ジョブズが逝去1年前に幹部宛に送っていたAppleの戦略に関するメールの内容

bu_2016-1105

実はわたしジョブズ信者である。スティーブ・ジョブズが残した偉大なる功績を改めて文字に起こす野暮な作業はいまさら必要もないだろう。

カリスマの逝去から5年が経過するが、彼が生前Appleに残した最期のメールには、次世代のAppleを担うべきTop100のキーマン(重要人物)に宛てられたものであったという。

そのメール本文がこの程開示されたのだが、戦略(ストラテジー/Strategy)というより、課題(アジェンダ/Agenda)的な意味合いが強いようだ。

ジョブズの仕事のやり方はアイディアを表に出すことをせず、Top100のスタッフに宛てられたメールの内容を見ても、まるでヒントのような端的なキーワードしか綴られていない。

またジョブズがAppleのCEOに就いていた時代も、企業理念や中期経営計画といった企業として当たり前のヴィジョンは、ジョブズの口からほとんど語られることはなかった。

このジョブズの姿勢には株主からの批判もかなり大きかったという。

しかし情報を緻密に管理してクローズド・アーキテクチャ(基本設計)に拘ることが、細部まで配慮の行き届いた製品を生み出す根源であるというポリシーを決して曲げることはなかった。

市場が広がることでユーザーも多様化し様々な要望をAppleに求めて迫っていくが、ジョブズはこれを受け入れることをせず自ら打ち出したコンセプトを示し、ユーザーサイドがそのコンセプト(価値観)に「合わせる」という大胆な手法で成功を生み続ける非常に稀有な才能を持っていた。
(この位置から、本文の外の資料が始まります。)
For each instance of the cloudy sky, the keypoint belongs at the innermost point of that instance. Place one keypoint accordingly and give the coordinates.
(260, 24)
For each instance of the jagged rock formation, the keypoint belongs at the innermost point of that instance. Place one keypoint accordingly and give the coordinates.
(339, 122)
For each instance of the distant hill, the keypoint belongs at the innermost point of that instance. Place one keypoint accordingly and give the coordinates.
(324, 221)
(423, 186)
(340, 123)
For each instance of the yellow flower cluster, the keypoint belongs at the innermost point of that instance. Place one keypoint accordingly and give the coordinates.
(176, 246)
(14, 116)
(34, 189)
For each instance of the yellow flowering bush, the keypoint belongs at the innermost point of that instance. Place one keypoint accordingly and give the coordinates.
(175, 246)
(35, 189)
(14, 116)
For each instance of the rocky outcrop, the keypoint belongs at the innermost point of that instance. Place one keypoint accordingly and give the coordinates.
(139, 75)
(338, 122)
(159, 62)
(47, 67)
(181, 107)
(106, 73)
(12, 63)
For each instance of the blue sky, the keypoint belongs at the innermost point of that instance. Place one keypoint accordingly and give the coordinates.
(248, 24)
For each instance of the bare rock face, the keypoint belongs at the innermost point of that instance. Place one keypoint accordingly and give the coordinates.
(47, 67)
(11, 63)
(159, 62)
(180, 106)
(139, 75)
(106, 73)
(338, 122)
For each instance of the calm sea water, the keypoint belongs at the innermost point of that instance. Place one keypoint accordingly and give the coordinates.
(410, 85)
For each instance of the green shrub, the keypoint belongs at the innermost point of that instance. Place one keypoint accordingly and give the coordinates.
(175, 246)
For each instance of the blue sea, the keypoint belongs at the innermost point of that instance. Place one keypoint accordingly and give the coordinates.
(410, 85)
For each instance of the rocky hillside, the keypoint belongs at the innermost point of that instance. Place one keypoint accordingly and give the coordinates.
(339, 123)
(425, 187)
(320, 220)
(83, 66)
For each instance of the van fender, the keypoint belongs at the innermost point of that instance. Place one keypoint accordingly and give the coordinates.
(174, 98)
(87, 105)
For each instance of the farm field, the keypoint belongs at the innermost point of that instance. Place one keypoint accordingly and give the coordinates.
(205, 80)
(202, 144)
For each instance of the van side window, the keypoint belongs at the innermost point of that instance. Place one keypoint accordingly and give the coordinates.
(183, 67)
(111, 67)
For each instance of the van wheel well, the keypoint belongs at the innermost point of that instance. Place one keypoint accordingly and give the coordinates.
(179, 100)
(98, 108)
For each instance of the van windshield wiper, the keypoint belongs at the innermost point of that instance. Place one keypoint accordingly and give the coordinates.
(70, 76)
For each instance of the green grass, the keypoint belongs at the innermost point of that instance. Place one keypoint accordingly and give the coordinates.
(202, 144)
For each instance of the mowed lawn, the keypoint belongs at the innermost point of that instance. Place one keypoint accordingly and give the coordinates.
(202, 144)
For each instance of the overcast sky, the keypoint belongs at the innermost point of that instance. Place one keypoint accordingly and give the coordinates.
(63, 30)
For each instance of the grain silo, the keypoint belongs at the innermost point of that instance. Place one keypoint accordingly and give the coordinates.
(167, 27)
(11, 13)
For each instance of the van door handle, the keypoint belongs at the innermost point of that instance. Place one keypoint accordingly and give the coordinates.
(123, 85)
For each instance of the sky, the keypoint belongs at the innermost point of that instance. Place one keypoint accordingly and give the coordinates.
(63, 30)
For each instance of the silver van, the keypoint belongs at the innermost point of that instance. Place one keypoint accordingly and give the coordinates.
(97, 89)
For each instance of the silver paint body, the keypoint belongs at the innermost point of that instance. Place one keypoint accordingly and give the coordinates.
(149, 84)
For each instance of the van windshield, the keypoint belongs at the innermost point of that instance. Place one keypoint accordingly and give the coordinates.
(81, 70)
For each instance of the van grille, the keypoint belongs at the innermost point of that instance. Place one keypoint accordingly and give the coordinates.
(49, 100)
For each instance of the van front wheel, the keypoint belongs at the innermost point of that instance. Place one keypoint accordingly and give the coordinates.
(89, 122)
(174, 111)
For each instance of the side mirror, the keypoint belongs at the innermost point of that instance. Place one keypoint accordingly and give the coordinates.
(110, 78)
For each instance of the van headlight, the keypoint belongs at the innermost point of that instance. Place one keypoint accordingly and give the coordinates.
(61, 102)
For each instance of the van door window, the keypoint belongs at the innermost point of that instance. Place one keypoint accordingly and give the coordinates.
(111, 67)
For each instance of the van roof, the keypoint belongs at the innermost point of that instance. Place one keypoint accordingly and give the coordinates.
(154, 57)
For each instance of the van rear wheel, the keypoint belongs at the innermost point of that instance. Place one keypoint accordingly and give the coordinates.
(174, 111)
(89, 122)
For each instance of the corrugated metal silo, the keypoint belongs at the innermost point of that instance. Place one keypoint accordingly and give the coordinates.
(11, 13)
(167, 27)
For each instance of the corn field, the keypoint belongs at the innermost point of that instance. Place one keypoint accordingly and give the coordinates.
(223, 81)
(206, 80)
ジョブズ自身はコンピュータにそれほど精通していたわけではない。PGやSEとしてのスキルはアマチュアレベルだったという評価に過ぎない。

しかしAppleにはジョブズを慕い、彼とともに成功の喜びを分かち合いたいという優秀なエンジニアが数多く集った。これこそがAppleの飛躍的成長に繋がり、またAppleが提案する製品は多くの変革を市場にもたらしている。

ジョブズはTop100のキーマンに残したアジェンダにはGoogleとの聖戦について多く触れている。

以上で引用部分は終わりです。